Hello, Taylor!
by Lavanya Six
Summary: A one-shot fusion crossover with the Young Justice animated series. Brockton Bay has a new, green superhero the press has dubbed 'Miss Martian', and tonight will be the most difficult challenge of her career.


_Based on the web serial "Worm" by wildbow and the "Young Justice" animated series._

* * *

**_Hello, Taylor!_**

* * *

**_2010._**

I got home at nearly two in the morning, mood foul.

Three days surveilling an ABB drug lab only for Purity to swoop in and torch the place. Until I found a new site to stakeout, I wouldn't get any leads on where the bulk of their profits went for laundering. Nobody I had scanned at the lab had known. The Azn Bad Boys compartmentalized that information, probably for security reasons.

Scuttlebutt online said that Purity was trying to turn over a new leaf as a good guy. I tried to keep that in mind, but it was hard not to feel a little bitter.

So, consumed with dark thoughts, and exhausted from three days of almost continuous superheroics, I didn't notice my dad sitting in the dark until he flipped on the kitchen lights.

"Taylor.
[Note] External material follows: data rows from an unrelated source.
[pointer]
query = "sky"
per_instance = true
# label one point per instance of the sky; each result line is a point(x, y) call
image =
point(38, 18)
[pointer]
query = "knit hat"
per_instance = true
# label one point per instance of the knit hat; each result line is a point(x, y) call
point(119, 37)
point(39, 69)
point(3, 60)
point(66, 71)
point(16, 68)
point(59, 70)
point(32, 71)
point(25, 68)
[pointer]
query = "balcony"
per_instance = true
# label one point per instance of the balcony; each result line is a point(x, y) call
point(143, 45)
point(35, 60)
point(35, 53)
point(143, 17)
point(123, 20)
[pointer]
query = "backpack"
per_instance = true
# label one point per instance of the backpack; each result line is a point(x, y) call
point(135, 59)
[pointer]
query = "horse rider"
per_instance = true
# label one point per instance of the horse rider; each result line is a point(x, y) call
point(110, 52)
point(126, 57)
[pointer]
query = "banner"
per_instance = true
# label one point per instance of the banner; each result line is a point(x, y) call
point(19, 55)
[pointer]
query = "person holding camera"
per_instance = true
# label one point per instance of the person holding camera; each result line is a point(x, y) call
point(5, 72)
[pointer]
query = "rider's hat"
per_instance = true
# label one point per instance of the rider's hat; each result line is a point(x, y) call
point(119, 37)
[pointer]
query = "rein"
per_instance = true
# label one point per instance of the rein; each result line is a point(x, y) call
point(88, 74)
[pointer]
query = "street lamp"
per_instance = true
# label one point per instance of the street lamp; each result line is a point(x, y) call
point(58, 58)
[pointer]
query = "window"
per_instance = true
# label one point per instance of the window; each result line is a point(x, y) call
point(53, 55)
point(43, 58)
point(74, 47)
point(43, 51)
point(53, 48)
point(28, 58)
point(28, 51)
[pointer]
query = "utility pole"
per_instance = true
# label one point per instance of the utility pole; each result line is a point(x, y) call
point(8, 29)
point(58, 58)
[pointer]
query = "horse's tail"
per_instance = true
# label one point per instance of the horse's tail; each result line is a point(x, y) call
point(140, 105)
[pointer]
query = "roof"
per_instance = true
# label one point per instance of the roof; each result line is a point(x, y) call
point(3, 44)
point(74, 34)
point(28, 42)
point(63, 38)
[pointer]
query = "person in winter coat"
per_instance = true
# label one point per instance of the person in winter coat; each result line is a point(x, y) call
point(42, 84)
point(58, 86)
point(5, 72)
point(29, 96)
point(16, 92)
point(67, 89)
It's good to see you safe and sound."

I froze mid-step.

My dad glanced up at the door frame. His eyes were red. I had the sinking sensation that it wasn't due to summer allergies. "How did you get the bell to not ring?"
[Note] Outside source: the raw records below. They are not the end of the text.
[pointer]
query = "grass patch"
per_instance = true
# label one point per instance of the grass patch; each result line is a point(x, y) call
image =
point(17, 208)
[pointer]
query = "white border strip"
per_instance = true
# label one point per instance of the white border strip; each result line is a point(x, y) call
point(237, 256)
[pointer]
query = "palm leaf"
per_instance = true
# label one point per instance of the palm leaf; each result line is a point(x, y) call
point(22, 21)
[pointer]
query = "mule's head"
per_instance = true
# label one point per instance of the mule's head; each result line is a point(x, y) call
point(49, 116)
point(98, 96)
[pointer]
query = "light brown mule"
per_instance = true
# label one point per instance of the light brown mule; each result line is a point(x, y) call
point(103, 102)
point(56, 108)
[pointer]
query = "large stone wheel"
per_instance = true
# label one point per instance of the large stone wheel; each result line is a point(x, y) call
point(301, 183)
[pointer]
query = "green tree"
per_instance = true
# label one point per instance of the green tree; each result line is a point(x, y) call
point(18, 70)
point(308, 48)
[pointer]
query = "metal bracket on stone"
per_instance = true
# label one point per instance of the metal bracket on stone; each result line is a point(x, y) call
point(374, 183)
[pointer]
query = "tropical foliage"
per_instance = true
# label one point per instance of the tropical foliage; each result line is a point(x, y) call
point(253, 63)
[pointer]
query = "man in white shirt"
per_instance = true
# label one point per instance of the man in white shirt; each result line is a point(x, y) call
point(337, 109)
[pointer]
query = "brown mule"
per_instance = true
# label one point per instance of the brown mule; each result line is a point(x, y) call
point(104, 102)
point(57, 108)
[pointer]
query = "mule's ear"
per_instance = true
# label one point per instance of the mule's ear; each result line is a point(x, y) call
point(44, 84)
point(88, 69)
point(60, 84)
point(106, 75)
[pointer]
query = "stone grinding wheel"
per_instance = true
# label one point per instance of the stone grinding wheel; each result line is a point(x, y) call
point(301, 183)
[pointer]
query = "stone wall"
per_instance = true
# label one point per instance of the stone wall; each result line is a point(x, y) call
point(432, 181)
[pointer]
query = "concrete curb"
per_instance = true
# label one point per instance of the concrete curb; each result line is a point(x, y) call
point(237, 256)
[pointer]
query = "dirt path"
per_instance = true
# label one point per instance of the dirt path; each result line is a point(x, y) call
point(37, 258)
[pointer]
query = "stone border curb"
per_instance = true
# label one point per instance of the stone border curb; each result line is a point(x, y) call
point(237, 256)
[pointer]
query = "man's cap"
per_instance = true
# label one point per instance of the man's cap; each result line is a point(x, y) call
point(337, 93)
_Telekinesis_, I couldn't say. The straps of my backpack cut into my shoulders, the weight of the costume buried within suddenly leaden. "I'm sorry."

"Sit."

My hand still hadn't slipped off the door knob.

"_Sit_."

Neither of us could quite meet the other's eyes across the kitchen table. The tension twisted my guts into a knot. I hadn't felt like this since school had ended in May, and I had gotten a three month reprieve from the bullying.
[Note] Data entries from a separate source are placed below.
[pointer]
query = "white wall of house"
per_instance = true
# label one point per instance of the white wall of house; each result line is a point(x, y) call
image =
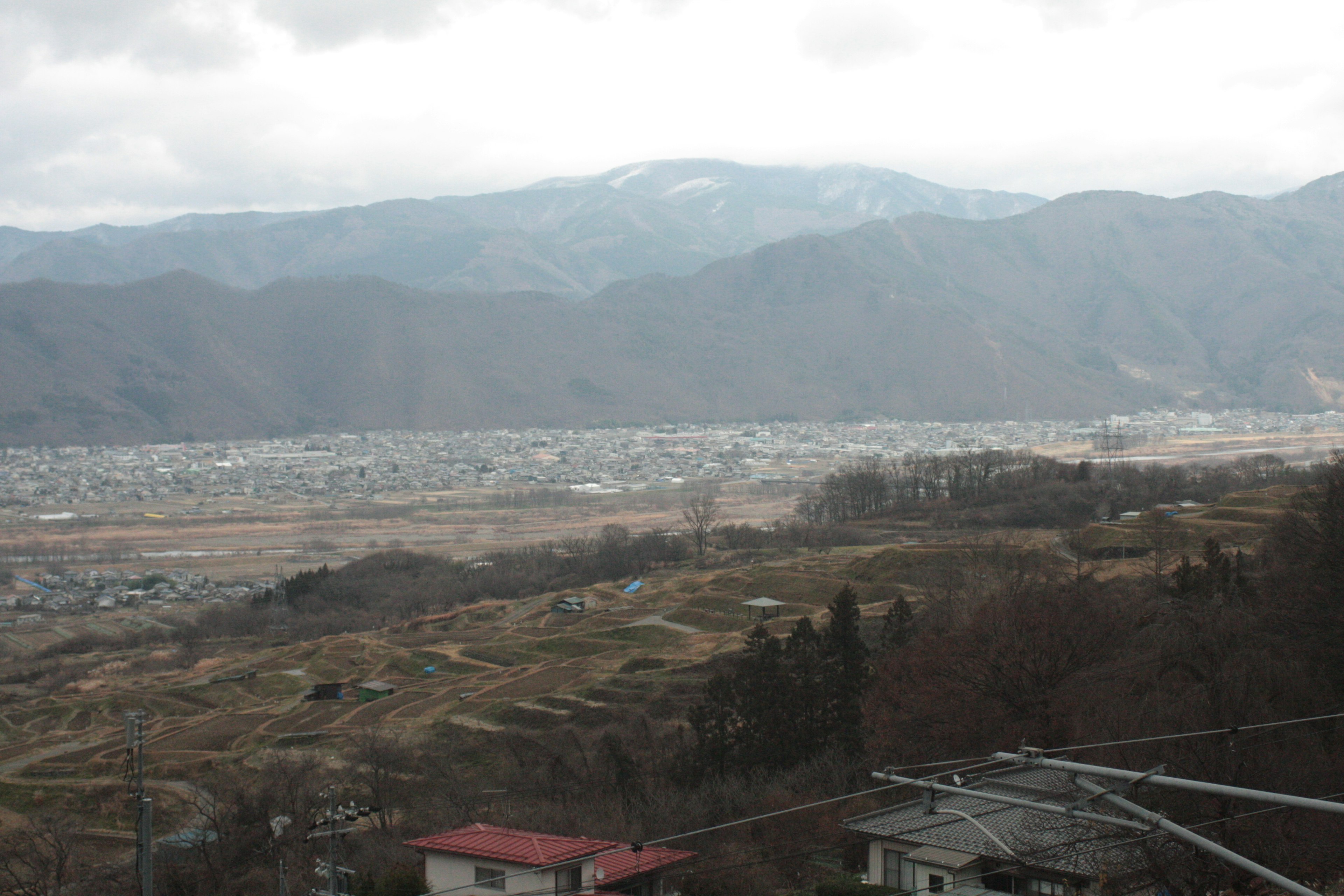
point(444, 871)
point(877, 868)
I understood sophomore year was coming, and everything that went along with it, but I could prepare for that. I had survived a whole year of bullying, tackling it day-by-day. Feeling this way at home was both unexpected and pretty shitty.

"...I love you, Taylor. Do you know that?"

I nodded stiffly.

"I know we haven't talked about it in a long time, but your mom and I never thought of you as anything but our child. That's never changed. You'll always be my daughter. No matter what."

My jaw clenched. My dad was my dad, no question. It wasn't fair to bring up the adoption. Like it was supposed to matter.

"But I'm _scared_ for you, Taylor. This whole summer, you vanish all day and never talk much about what you're doing. You try to hide bruises with long sleeves. You go out at night after you promised not to. You _lied_ to me. I put bells on the doors just so I'd know you were safe. Only when I check on you in bed," his voice cracked with emotion, "you're almost always gone."

Where was all the concern during the school year?

"You don't need to worry. I'm going to bed now." I stood up from my chair and made a beeline for the stairway door, but the knob didn't turn. It was jammed?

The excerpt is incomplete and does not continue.